Palurdo arrived on foot about five minutes after I pulled into a parking space. She was in her sixties, with gray hair piled onto her head by a wide clip. The early photos I’d found of her had shown a striking woman with humor lines at the corners of her eyes. Those had gone. She looked about warily when I approached her, and gave a perfunctory smile that did nothing to ease the deep lines around her mouth.

“We are reasonably safe here,” Palurdo said. “Schools are the most dangerous locations for shootings in America. Then malls and places of work and worship. So far libraries have mostly been exempt. Not completely.”

She led me into the building, nodding and exchanging greetings with staff at the main counter. I followed her to an alcove that had a view of the front door. A woman sitting on a bench there was frowning over her phone while a toddler grabbed at her pant leg, whining in a soft miserable voice—the child wasn’t expecting attention.

Elisa took two padded chairs and turned them so that we had a semblance of privacy. “Every time I see something like that, I want to shake the mom—or dad—and say, ‘Look at your child, you don’t know how precious your time with that child is.’ I remember all the times I didn’t pay attention to Hector when he was little, all those ‘Mommy, Mommy, Mommy’ moments that drive you mad—and after your child is dead, you think—what would it have cost me to be patient for twenty seconds?”

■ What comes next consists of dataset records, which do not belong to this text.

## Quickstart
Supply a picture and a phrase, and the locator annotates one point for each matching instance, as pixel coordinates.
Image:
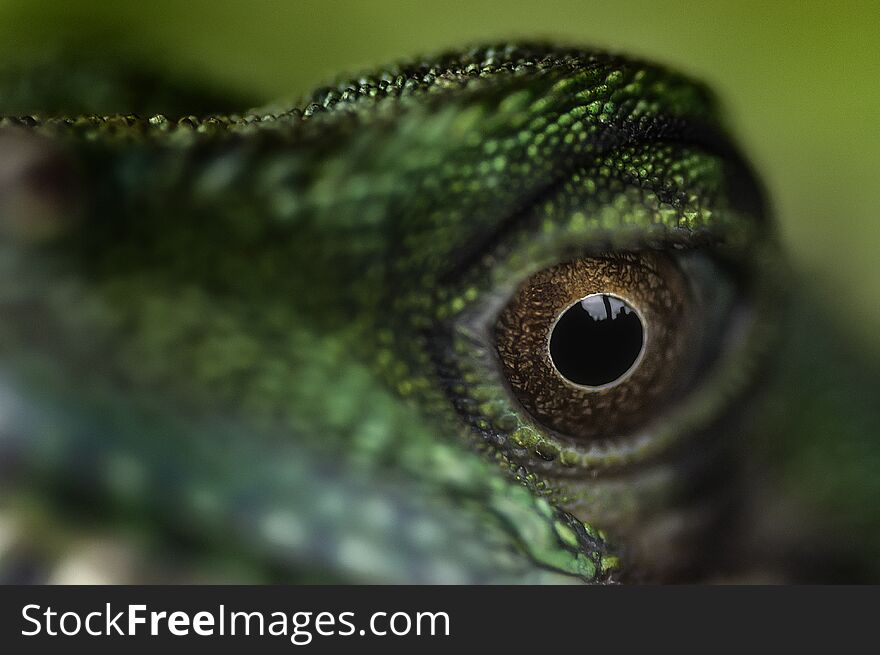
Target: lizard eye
(592, 347)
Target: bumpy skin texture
(264, 338)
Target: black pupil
(596, 340)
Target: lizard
(320, 341)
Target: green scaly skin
(257, 345)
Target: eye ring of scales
(322, 276)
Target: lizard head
(488, 316)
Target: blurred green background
(800, 81)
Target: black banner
(429, 619)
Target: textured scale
(254, 335)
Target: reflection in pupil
(596, 340)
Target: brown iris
(591, 346)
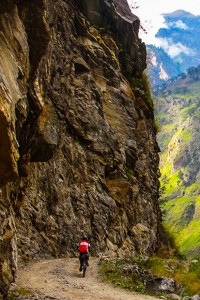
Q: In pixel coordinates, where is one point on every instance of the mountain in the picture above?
(178, 113)
(78, 138)
(179, 39)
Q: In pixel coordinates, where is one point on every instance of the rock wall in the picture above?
(78, 147)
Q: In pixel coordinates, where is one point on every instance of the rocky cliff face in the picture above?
(78, 147)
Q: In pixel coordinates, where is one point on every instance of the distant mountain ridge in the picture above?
(178, 113)
(179, 47)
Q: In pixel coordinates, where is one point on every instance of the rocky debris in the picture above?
(79, 152)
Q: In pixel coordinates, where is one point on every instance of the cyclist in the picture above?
(83, 247)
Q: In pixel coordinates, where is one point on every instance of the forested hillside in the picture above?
(178, 113)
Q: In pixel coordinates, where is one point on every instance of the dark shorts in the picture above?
(83, 256)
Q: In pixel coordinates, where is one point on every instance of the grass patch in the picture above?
(119, 272)
(122, 273)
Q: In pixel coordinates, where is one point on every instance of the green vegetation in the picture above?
(119, 272)
(178, 112)
(129, 273)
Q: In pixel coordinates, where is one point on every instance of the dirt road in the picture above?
(60, 279)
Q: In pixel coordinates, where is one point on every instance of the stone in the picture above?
(79, 144)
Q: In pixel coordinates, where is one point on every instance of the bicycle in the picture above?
(84, 263)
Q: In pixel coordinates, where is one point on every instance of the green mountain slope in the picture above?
(178, 113)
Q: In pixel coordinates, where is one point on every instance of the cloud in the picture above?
(177, 24)
(173, 49)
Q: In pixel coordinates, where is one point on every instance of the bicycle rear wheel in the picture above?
(84, 268)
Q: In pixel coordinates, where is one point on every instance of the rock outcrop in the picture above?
(78, 141)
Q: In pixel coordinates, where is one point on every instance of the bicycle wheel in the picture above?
(84, 268)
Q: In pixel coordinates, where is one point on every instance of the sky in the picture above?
(150, 13)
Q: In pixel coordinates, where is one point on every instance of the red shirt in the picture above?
(84, 246)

“I never had children, but I have had plenty of impatient moments. And regrets. My mother died when I was sixteen and I have all those regrets of disappointing her—when she was alive and even now, when I think of her dreams for me. The valley of regrets can pull you down into its quicksand bottom: it’s best not to linger there.”

Palurdo produced her unhappy smile again. “That could be a good title for an article—‘Quicksand in the Valley of Regret.’ Lydia—I have worries about her, as well—especially after seeing the news.”

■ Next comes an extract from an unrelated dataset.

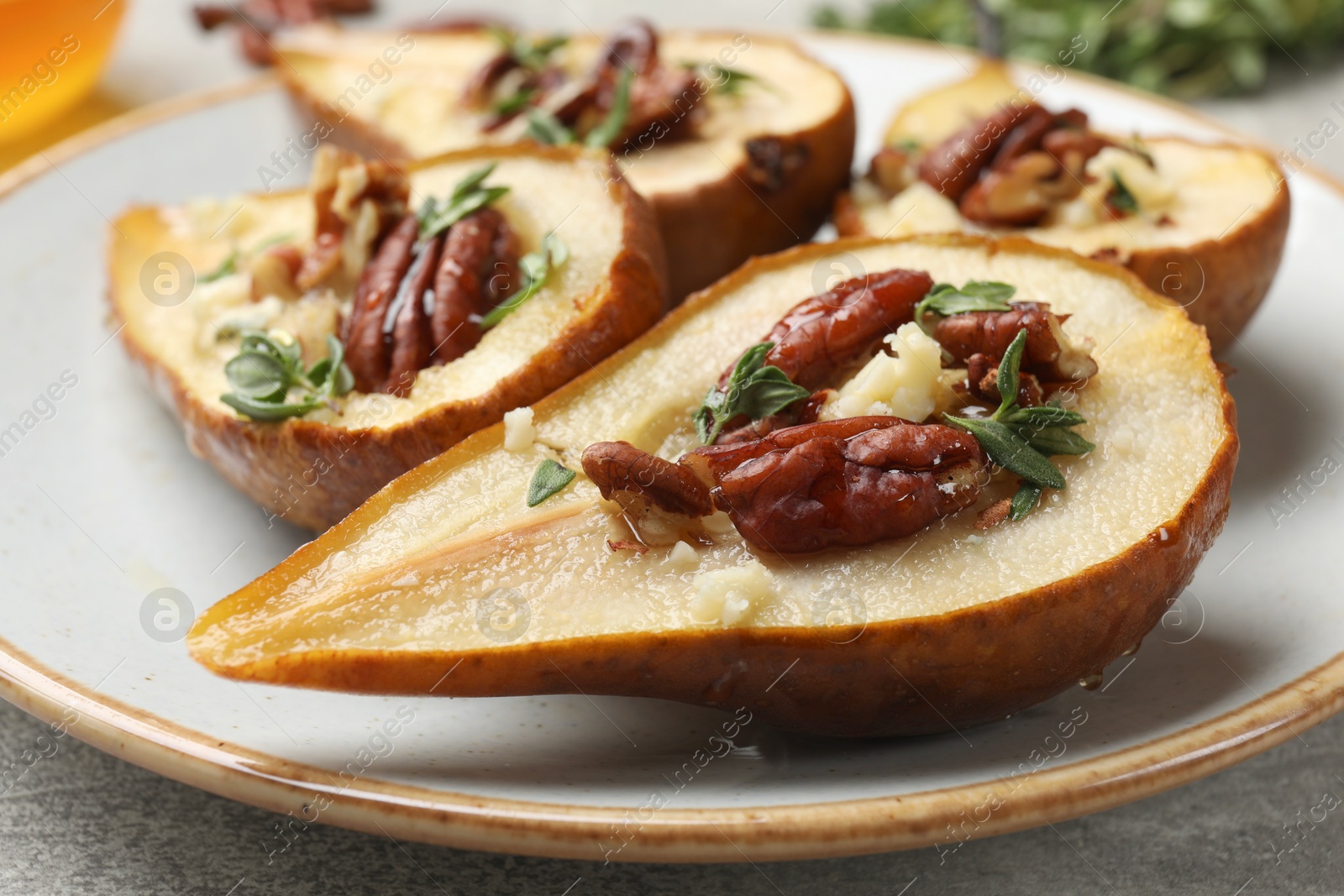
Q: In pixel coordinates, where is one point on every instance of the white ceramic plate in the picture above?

I asked the last time Palurdo had seen or spoken to Lydia.

“Maybe eight or nine months ago.” Palurdo frowned, thinking back. “She had come completely unraveled. She spent a few months with me—she’d been to her parents and felt they didn’t or couldn’t grasp the magnitude of the horror she’d been through. She was standing behind him, you know, behind him on the stage, and his blood was all over her.